When attempts to solve problems that arise put two ideals in tension (e.g. – universal access vs. the autonomy of private organizations), education reformers should strive as much as possible to find a solution that preserves both. There is no way to guarantee that no student will ever lose his or her tax-credit scholarship, but I believe the approach I outlined above in Point 4 mitigates that risk as much as possible. It also preserves the autonomy of SGOs while education reformers work toward lifting the tax-credit caps and ensuring universal access to a quality education.
“In a perfect world…” I would settle for one where every child could attend a school selected by his parents/guardians.
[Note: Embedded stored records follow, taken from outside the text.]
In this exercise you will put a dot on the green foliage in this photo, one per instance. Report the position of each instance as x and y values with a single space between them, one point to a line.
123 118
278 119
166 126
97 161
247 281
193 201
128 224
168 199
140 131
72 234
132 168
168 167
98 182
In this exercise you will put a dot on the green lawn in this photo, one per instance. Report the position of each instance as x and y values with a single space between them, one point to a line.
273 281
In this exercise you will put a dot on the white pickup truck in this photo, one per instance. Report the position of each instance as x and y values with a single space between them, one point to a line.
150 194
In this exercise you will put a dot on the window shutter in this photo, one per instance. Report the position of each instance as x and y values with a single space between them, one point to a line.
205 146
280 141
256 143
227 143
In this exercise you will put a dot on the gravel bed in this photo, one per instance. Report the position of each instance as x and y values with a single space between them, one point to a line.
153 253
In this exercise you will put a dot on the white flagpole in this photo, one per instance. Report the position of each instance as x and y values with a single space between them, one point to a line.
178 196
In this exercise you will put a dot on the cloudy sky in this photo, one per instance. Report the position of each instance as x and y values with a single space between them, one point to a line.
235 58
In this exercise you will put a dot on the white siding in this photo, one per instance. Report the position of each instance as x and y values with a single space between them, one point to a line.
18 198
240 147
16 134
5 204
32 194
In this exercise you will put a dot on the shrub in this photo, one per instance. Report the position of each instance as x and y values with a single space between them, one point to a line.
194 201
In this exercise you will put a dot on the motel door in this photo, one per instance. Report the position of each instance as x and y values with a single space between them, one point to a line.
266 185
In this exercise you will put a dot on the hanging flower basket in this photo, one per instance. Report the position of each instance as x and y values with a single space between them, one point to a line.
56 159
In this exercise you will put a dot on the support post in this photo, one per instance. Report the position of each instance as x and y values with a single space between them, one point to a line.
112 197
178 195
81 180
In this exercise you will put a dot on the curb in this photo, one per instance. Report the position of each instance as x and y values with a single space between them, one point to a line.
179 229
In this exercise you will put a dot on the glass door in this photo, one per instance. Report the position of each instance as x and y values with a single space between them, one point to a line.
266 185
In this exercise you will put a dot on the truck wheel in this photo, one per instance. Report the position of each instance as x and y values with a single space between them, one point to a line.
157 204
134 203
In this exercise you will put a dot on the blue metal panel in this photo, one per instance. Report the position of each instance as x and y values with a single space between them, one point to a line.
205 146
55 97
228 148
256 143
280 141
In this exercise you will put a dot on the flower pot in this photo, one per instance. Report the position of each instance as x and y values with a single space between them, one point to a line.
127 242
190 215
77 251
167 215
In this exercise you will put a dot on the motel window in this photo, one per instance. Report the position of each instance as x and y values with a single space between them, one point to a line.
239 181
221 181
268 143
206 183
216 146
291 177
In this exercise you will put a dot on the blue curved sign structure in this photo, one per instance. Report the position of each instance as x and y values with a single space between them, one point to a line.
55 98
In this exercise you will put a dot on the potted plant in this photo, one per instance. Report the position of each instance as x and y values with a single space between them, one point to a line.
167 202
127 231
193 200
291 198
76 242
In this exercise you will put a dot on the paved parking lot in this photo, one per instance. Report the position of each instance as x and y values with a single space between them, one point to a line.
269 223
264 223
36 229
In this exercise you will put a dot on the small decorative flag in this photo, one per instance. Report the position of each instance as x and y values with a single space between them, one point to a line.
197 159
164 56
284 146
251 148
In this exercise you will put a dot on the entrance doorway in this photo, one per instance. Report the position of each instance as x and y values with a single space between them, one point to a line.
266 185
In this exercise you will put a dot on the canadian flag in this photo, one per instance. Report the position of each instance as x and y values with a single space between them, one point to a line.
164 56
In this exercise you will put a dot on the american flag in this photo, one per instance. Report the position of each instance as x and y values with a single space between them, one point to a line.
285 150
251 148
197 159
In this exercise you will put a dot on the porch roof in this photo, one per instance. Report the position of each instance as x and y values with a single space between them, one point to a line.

While that would not always be a school that “best met” his or her needs, for the vast majority of kids the result would be positive and a clear net improvement over existing conditions. The key would be universal tax supported choice, which would produce decidedly better results than under-financed choice available mainly to poor families.
The legislative debate too often is constrained by the fact that the pool of money for existing traditional K-12 schools is off limits. Choice reforms at the margin scramble for scarce “extra” dollars. This would change dramatically if all the money were available to follow students to the school of their parents choice. But of course we are a long way from such an “anti public education” model.